L'homme est dieu : il est né de la lumière

Dans cet univers mythique, l'homme est un morceau d'étoile. Il y a, en lui, une lumière, profondément enfouie, qui en fait un dieu. Très souvent les dieux grecs, comme on l'a déjà suggéré, ne sont qu'une préfiguration de l'être humain, comme si l'homme, perdant la toute-puissance, était un être plus parfait que les dieux qui le précèdent et semblent le dominer. Dans le mythe du paradis terrestre, il y a aussi cette idée que l'homme et Dieu sont, à l'origine, en parfaite connivence, constituant une même famille dont les membres communiquent par la parole. Dieu parle à l'homme et l'homme lui répond. C'est une manière de dire que l'être humain a la conscience confuse de faire partie d'un monde divin.

Les larmes de Dieu

Dans l'univers égyptien, il existe plusieurs textes, montrant que l'homme est né des larmes du Dieu Atoum. Ce Dieu manque de lui-même parce qu'il manque de l'autre, comme l'évoquent ses pleurs. Pour combler ce manque, il en vient à créer l'homme. Agissant ainsi, il s'implique dans sa création, liant son sort à un nouvel être qui est à son image. Le désir qui naît du manque et de l'absence suscitera entre eux une relation d'amour, vouée à un long travail d'approche et d'éloignement, pour inventer une nouvelle manière d'aimer où la séparation est la condition même d'une plus grande intimité. Bien plus la vocation de l'homme est ici présentée comme un appel à rendre présent sur terre le Dieu qui a pris de la distance pour lui permettre tout simplement d'exister.
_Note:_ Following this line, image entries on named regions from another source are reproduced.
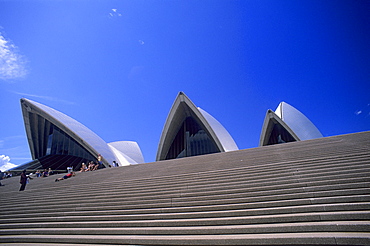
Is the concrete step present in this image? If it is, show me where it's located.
[0,211,370,229]
[0,202,370,223]
[0,221,370,235]
[1,232,370,245]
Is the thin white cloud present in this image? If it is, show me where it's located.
[109,9,122,18]
[0,32,28,80]
[12,91,76,105]
[0,155,17,172]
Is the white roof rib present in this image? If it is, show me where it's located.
[156,92,238,161]
[275,102,323,140]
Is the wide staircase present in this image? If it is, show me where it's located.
[0,132,370,246]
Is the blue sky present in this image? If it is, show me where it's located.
[0,0,370,169]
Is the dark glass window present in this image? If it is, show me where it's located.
[166,117,220,160]
[267,124,296,145]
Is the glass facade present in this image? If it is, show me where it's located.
[29,113,96,170]
[267,124,296,145]
[166,117,220,160]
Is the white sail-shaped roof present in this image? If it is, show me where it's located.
[275,102,323,140]
[156,92,238,161]
[259,102,323,146]
[21,98,141,166]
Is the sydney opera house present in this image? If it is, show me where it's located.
[13,92,322,171]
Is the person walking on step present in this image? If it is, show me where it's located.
[0,170,5,186]
[19,169,32,191]
[55,172,76,182]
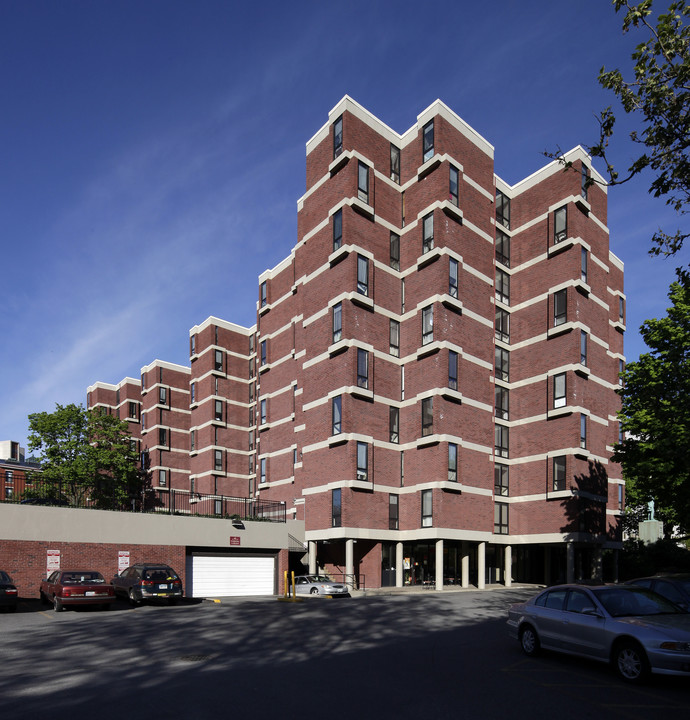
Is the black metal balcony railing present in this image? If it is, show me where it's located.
[0,481,287,523]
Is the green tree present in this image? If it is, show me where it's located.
[28,404,143,508]
[613,272,690,533]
L'homme se détourne de la lumière

Le mythe est la lumière des origines. Mais il est insaisissable. On ne peut s'approprier la lumière. Survient alors la tentation de la connaissance. Il faut faire émerger la raison du mythe, dans une perspective louable et nécessaire. Mais pour mieux maîtriser la connaissance, l'homme se détourne du mythe. La raison et la parole finissent par s'appauvrir au fil du temps et par tourner sur elles-mêmes, parce qu'elles sont déliées de la lumière qui leur a donné naissance et leur permet d'exister. En perdant le mythe, les hommes perdent le sens.

L'être humain est plongé dans la nuit et oublie qu'il est dieu

C'est l'entrée dans la nuit. L'être humain finit par oublier qu'il est dieu. En perdant la lumière, il perd le lien qui le rattache à l'Autre. Son univers s'étiole. Il devient incapable d'assumer la violence et la mort pour en faire une force de vie. Comme son espace se rétrécit dangereusement, toute limite devient une menace qu'il écarte. En perdant le mythe, l'homme en vient ainsi à perdre son corps. Sans même le vouloir, il provoque une désincarnation de Dieu.
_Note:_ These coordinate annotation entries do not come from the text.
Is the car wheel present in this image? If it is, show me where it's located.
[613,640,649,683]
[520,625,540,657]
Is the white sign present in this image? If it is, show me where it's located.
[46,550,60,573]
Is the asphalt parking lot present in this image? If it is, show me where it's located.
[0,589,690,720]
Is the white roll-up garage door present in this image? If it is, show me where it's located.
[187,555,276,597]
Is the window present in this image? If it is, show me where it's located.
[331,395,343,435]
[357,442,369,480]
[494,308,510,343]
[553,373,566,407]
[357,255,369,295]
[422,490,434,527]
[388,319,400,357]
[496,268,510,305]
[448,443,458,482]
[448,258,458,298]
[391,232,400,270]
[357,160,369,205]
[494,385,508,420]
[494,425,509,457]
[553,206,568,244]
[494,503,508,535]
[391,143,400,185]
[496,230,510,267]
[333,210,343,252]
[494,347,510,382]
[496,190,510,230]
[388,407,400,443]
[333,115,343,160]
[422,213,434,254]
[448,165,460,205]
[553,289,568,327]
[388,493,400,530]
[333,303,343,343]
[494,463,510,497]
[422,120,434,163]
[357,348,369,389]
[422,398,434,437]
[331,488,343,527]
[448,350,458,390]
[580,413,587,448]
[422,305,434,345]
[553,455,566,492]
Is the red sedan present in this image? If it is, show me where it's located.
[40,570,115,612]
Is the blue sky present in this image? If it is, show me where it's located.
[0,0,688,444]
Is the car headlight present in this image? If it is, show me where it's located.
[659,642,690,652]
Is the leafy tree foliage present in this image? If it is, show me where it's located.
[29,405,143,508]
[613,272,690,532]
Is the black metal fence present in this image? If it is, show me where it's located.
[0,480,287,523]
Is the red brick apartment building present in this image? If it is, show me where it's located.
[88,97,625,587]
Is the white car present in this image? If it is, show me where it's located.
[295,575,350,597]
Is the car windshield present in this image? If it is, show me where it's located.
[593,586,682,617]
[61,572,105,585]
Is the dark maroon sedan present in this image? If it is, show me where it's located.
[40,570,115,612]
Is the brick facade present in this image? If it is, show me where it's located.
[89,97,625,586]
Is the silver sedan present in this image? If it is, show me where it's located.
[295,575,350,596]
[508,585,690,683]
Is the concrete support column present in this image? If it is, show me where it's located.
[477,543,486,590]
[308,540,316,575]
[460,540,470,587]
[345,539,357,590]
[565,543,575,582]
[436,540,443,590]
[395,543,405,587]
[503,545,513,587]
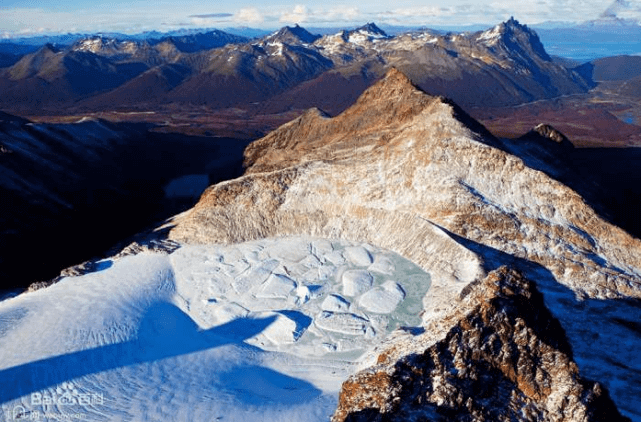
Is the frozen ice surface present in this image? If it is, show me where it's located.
[368,255,394,275]
[343,270,374,297]
[256,274,296,299]
[0,237,429,422]
[359,281,405,314]
[321,295,350,312]
[345,246,372,267]
[314,311,369,336]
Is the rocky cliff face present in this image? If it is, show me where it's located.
[170,70,641,420]
[332,267,629,422]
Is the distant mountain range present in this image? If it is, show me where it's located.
[0,19,592,113]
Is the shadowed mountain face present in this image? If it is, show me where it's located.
[332,267,630,422]
[169,69,641,420]
[0,20,591,113]
[0,113,246,289]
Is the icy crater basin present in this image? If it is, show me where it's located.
[170,237,430,360]
[0,237,430,422]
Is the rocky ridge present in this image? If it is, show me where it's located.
[332,267,629,422]
[0,19,592,113]
[170,70,641,420]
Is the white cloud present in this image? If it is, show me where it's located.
[279,4,308,23]
[233,7,265,24]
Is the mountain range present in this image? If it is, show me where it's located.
[0,68,641,421]
[0,20,592,113]
[0,19,641,422]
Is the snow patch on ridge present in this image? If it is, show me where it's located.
[0,237,430,421]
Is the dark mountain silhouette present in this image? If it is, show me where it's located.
[0,19,593,112]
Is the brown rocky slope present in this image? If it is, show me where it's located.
[170,70,641,419]
[332,267,629,422]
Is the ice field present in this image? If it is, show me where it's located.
[0,237,430,421]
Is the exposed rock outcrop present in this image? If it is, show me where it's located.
[332,267,629,422]
[170,70,641,417]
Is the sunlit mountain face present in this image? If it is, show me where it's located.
[0,18,641,422]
La Lumière qui porte la Parole

Le mage est la figure de l'homme qui ne s'est pas écarté du mythe. L'étoile des origines le conduit jusqu'à l'étable de Bethléem. D'emblée il est en connivence avec l'enfant qui vient de naître, avec l'accomplissement de l'incarnation de Dieu. Il reconnaît en ce petit d'homme la Lumière qui porte la Parole. Pour lui, toute l'histoire de l'humanité est une longue marche vers ce moment privilégié, vers l'émergence nouvelle de la Lumière, apparue dans les premiers temps de l'humanité. Son dernier voyage marque apparemment la fin du pèlerinage. Mais est-ce si sûr ?
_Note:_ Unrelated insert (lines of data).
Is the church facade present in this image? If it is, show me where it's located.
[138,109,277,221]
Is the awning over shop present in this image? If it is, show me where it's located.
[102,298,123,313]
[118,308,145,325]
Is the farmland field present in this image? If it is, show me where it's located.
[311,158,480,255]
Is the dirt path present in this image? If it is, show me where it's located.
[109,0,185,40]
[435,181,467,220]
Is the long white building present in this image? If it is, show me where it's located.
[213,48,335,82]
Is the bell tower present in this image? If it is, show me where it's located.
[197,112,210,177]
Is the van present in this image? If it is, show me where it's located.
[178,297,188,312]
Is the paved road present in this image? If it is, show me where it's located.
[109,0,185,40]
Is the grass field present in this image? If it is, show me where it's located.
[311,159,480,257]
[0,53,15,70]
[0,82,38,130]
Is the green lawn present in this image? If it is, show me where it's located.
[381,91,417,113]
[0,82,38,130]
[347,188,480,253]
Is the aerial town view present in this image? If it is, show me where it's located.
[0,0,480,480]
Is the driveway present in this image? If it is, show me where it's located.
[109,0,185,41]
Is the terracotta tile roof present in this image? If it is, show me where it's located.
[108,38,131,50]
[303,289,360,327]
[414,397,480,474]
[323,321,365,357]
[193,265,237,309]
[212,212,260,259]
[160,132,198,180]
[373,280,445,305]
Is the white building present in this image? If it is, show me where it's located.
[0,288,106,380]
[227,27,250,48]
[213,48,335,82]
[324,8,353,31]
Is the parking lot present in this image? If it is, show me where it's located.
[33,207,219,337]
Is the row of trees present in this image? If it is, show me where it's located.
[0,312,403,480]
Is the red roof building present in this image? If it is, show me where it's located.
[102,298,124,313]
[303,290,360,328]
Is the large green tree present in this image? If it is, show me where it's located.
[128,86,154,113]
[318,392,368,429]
Revenir à la lumière des origines

Maintenant le mage fait le voyage inverse. Il retourne au mythe, vers la lumière des origines. L'incarnation de Dieu est un accomplissement. Mais il sait pourtant qu'elle est aussi un nouveau commencement. Car si Jésus est bien le Fils de Dieu, il doit entraîner tous les êtres humains dans son sillage. Et, pour entrer dans cette nouvelle histoire, les hommes sont invités à reprendre pied dans les mythes, qui leur ont donné naissance. Ils vont ainsi retrouver le sens du corps et poursuivre, bien ancrés sur leurs deux jambes, le long cheminement de l'incarnation de Dieu. A la suite des premiers mages, ils pourront ainsi venir vers Jésus avec toutes les richesses du monde, établissant un lien entre la Lumière des origines et la Lumière qui porte la Parole.